Producer: ASC Digital Private Limited
Director: Rakesh Parmar
Cast: Hyder Kazmi, Aleefya, Muzammil Bhawani, Bhavani Bashir Yasit, Rajesh Pal, Vishal Tiwari, Farooq Ahmed, and Shujat Shabbat
Streaming on: Mastani
By Sanjay Bhushan Patiyala
The most dangerous madmen are those created by religion! History, however, is replete with the stories of Jihadis (soldiers of the Holy War), who at some point during their fight for religion realize that they have taken a very extremely erroneous decision. Holed out at Bhavna’s house, the widow of a doctor they had once killed on the suspicion of being an informer of the army, Altaaf (Hyder Kazmi) undergoes a metamorphosis and realizes that the true meaning of Jihad is not the holy war outside but the war within and though it is too late he is convinced that firearms can give death, not life! And Jihad is nothing else but overpowering the inner devil which is actually lurking inside you.

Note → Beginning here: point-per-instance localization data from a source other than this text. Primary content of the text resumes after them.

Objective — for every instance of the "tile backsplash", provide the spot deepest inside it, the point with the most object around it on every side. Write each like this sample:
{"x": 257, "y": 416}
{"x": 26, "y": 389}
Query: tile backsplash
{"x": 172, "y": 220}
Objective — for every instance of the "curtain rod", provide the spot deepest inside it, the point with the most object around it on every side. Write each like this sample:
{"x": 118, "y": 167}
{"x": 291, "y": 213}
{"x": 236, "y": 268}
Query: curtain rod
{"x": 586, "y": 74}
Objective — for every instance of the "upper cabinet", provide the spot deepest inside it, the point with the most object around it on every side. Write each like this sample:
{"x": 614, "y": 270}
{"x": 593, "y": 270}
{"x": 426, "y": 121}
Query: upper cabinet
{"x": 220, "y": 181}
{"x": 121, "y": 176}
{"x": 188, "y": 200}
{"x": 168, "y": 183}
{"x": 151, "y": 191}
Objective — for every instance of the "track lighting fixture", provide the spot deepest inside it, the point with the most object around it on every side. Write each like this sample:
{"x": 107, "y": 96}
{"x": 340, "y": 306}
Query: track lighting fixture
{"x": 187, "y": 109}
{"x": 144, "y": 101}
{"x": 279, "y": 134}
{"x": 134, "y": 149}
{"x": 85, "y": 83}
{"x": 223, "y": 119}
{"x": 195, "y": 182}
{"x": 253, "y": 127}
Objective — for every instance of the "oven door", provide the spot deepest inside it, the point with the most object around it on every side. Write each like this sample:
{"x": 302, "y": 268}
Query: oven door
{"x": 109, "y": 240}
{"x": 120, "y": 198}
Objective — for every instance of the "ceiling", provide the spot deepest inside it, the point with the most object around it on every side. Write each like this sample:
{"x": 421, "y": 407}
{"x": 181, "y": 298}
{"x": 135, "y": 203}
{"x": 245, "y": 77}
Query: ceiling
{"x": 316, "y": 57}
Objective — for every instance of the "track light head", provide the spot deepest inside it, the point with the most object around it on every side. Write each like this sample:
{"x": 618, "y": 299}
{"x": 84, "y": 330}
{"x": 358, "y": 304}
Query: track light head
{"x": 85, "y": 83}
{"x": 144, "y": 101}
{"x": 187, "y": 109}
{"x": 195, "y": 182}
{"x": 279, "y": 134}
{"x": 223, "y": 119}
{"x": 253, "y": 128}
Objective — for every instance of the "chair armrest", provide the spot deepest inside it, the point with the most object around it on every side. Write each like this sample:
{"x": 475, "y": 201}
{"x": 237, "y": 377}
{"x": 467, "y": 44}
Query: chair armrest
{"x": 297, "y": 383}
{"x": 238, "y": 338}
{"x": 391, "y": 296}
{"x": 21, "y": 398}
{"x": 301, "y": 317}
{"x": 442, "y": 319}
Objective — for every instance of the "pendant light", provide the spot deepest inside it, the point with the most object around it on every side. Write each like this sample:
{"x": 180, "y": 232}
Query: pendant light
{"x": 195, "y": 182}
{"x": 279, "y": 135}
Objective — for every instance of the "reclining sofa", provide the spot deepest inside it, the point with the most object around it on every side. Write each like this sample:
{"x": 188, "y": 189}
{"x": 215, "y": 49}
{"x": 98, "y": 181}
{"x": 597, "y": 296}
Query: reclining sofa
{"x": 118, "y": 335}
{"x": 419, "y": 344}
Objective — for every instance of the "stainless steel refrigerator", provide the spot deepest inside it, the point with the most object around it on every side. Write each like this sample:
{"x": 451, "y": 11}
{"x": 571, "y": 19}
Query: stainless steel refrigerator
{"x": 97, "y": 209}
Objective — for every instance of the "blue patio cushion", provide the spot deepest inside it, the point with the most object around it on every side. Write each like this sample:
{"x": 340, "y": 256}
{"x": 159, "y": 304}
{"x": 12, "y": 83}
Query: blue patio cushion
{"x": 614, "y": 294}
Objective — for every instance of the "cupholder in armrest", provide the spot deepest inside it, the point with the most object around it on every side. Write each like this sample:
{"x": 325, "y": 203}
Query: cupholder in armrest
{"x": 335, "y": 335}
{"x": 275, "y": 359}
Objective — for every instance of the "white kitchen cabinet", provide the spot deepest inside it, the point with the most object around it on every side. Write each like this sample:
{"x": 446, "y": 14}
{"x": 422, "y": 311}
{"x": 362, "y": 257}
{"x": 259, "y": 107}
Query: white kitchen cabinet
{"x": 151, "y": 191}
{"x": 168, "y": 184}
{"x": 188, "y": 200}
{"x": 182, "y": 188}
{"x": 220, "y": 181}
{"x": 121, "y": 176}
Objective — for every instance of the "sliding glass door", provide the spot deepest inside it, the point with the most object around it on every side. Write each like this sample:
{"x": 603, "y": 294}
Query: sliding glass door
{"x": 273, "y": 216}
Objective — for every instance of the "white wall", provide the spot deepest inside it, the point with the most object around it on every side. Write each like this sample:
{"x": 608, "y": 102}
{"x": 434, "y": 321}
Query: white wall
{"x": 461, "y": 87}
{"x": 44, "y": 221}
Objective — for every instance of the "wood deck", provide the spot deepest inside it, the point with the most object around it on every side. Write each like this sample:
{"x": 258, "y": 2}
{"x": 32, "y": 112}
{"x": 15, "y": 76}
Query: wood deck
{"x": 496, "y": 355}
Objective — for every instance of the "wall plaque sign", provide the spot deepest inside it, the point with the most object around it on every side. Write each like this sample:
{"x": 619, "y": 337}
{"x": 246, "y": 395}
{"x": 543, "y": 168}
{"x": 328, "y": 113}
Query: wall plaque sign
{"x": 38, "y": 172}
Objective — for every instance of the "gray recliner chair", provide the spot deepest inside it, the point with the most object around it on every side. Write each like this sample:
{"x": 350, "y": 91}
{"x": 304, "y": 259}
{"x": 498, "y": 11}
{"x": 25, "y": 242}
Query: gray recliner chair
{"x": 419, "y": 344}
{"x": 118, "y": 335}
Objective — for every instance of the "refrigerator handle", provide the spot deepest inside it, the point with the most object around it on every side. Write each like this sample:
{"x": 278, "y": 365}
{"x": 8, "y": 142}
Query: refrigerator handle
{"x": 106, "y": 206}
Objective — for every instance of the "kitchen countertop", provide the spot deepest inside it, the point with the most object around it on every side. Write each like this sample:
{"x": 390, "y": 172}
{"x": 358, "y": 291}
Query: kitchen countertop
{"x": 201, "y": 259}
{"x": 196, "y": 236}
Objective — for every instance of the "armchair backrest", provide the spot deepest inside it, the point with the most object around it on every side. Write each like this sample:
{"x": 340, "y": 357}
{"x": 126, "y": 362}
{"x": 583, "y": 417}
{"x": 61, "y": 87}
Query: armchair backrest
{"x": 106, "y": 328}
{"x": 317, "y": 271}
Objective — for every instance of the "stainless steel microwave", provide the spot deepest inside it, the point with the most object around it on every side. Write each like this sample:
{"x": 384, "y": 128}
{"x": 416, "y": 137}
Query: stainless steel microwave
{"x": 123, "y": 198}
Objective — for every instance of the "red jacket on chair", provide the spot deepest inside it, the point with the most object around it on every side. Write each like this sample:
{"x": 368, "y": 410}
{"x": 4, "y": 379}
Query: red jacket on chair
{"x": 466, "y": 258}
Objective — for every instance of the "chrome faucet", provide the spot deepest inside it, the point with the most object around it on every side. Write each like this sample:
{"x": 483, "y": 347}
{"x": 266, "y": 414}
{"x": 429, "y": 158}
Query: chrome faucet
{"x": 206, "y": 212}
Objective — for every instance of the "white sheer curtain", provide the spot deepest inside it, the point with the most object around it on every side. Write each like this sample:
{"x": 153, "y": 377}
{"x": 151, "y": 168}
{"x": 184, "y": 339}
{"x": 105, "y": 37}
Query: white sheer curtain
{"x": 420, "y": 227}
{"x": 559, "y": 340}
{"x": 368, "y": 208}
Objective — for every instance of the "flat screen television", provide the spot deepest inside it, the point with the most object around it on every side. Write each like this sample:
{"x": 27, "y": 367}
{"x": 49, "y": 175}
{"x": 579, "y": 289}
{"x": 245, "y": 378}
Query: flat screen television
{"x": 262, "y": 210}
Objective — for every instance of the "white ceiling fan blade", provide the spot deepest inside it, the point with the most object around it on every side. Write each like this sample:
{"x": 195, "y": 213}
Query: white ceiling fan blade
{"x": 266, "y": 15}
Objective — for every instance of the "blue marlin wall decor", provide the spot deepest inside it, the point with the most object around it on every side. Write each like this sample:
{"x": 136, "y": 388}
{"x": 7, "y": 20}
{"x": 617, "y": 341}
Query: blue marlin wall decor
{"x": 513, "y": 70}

The film was shot in sensitive arenas in Kashmir like Kupwara, Charari Sharif, Doodh Ganga, and Yusmarg, where hitherto not a single film has been shot extensively. Despite a space of several years, the wounds inflicted by the Indian army in Kashmir are still fresh in Altaaf’s mind when he joins the terrorist outfit with the pious thoughts of wiping away the enemies of Islam. Little does Altaf know that he had in turn, gullibly fallen into the trap of people with vested interest and crooked ideas.
The film revolves around how he undergoes a 360 degrees transformation when Altaaf meets Bhavna (Alfeeya), the pretty widow of a doctor they had once killed on the suspicion of being an informer of the army. While he is holed out at Bhavna’s house, Altaaf undergoes a strange inexplicable metamorphosis as he witnesses Bhavna’s plight and helplessness. The film ends on a not so positive note even while driving home the subtle as well as poignant message that Jihad does not mean killing innocent people and anyone who resorts to jihad in the name of killing the innocent civilians ought to pay for his folly
As far as performances go, Hyder Kazmi who has also produced the sensitive film delivers a well chiseled performance as Altaf by getting into the skin of his complex role which has several layers with effortless ease. Alfeeya as the innocent widow Bhavana plays the perfect foil to him and though she is repulsed by him in the beginning, she is gradually attracted towards him when she realizes that he has a heart of gold.
After war films like Bhuj and Shershaah, the film is a sincere attempt on the part of Hyder Kazmi who has not incorporated it with any commercial ingredient to cater to the lowest common denominator. Rakesh Parmar deserves kudos for making a complex subject like this though I wish he had edited it to make the film slicker as it loses grip once in a while as the plot meanders on and on. Cinematography by Ram Yadav is first rate while music by Aman Shlok hinders the continuity of the otherwise well crafted film.